Situé au pied de la falaise de la Heid des Gattes cet endroit est, lui aussi, sujet à bien des polémiques en rapport avec la réouverture de la route. Ce camping vient de recevoir un refus de permis d'environnement émanant de la région wallonne. (Arrêté ministériel du 10/12/2004 du Ministre Benoît LUTGEN)

Gageons que cette décision fera couler beaucoup d'encre dans le sens où d'autres campings situés ailleurs dans la commune sont établis dans des conditions semblables. Si ces décisions doivent être mises en application, elles doivent impérativement être appliquées de la même manière pour tous les autres campings. Notons qu'il ne s'agit pas ici de prises de position de ma part, ce sont de simples constatations.

 

Le château de Dieupart devrait donc se trouver complètement isolé si l'on doit enlever toutes les caravanes et résidences présentes alentour. Quid des autres campings situés dans la région ?

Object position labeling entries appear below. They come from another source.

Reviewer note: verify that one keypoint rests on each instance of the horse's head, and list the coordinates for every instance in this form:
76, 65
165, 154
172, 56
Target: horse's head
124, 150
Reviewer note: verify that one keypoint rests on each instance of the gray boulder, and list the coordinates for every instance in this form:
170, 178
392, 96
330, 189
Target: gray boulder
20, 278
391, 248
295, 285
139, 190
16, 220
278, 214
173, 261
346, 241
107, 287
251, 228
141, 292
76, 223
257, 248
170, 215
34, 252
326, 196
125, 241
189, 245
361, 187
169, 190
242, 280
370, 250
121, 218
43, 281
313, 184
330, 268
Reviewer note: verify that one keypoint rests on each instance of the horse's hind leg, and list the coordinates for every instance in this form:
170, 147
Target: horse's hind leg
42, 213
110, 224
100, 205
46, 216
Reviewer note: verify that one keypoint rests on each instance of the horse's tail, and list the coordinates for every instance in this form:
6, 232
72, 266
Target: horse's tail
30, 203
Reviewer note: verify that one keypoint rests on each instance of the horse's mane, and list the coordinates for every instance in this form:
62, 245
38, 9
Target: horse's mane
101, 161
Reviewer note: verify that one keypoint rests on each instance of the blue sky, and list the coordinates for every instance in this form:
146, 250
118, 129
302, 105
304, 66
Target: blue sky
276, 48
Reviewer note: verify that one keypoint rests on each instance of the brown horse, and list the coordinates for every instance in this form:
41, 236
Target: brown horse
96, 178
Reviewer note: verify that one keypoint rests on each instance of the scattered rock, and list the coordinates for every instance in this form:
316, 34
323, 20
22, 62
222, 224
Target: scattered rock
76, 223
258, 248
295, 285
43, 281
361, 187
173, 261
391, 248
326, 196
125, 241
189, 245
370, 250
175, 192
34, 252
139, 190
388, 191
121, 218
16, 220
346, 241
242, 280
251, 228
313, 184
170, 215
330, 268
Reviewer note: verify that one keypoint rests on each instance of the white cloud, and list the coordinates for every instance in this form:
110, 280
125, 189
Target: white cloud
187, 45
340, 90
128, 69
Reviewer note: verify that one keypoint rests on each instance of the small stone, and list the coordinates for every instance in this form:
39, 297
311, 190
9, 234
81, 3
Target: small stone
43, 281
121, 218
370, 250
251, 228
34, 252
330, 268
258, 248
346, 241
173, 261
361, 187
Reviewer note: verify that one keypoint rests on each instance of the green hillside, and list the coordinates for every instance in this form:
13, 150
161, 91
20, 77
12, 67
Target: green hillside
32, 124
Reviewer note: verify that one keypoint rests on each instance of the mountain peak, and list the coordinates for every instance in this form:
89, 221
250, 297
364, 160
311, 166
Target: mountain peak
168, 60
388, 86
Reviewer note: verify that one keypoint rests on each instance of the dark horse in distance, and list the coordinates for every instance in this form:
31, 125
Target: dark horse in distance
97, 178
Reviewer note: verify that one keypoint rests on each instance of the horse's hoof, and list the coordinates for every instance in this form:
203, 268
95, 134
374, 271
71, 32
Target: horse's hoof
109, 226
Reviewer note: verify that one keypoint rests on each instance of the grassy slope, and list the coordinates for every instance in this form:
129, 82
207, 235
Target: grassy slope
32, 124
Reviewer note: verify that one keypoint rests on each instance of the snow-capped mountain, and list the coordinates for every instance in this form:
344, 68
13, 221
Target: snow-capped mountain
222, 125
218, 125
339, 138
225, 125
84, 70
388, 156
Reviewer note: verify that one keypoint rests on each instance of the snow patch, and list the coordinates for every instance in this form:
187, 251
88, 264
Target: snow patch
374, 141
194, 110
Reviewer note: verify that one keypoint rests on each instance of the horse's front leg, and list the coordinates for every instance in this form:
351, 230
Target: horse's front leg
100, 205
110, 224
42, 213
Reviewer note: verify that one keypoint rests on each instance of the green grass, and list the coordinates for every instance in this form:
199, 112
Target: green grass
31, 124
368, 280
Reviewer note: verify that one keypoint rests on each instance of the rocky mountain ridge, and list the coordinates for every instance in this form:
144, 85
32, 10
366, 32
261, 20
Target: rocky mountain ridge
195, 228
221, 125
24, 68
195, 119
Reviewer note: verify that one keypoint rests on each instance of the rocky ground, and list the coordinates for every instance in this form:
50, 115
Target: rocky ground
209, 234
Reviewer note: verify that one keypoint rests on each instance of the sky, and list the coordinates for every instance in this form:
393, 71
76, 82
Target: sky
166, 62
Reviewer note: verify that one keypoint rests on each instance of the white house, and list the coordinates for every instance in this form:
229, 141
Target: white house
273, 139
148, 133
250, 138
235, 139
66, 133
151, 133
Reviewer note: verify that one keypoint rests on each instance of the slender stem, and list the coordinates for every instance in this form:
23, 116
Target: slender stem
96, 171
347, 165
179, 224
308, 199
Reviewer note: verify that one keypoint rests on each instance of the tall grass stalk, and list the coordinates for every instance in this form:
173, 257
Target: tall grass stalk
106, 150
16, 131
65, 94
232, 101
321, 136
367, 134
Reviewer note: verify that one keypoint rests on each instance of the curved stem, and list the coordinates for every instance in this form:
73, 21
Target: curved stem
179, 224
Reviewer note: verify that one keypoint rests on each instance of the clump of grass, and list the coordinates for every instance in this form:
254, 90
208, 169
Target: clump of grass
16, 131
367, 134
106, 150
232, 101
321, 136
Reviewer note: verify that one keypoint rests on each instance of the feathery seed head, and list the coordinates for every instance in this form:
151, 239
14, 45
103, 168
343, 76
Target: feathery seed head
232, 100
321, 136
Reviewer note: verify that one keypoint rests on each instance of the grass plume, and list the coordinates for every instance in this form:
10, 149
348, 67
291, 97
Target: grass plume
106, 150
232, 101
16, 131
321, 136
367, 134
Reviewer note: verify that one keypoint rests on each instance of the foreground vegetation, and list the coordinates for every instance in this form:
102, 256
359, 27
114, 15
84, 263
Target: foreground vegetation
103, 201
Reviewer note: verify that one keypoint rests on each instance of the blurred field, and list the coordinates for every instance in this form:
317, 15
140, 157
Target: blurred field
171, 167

Les derniers rebondissements :

Comme écrit plus haut, la gestion du site de la Heid des Gattes avait été confiée sous le couvert d'un bail emphytéotique à la société “Ardenne et Gaume” Fin mars 2005, les parties en contradiction se retrouvaient devant la Justice de Paix du canton de Sprimont où la décision fut prise de résilier ledit bail aux torts de l'association précitée. Cette dernière fut mise en demeure de libérer immédiatement le site de tous occupants et pancartes sous peine d'une astreinte de 1000 euros par jour. Toute la procédure de dynamitage des parois dangereuses peut ainsi être relancée. Bien évidemment, la société “Ardenne et Gaume” ne compte pas en demeurer là puisqu'elle affirme “aller en appel” Gageons qu'il sera difficile de revenir en arrière de cette décision du juge.

En l'An de grâce 2010, il semblerait que les deux parties adverses aient rétabli un dialogue afin de tenter de trouver une solution.

Affaire à suivre car à Aywaille, les élus changent très souvent d'avis et de "camp". Ce qui était vrai hier ne l'est probablement plus aujourd'hui !!  Un des grands principes des "dirigeants" politiques est celui de se "montrer" de tous les côtés où tourne le vent.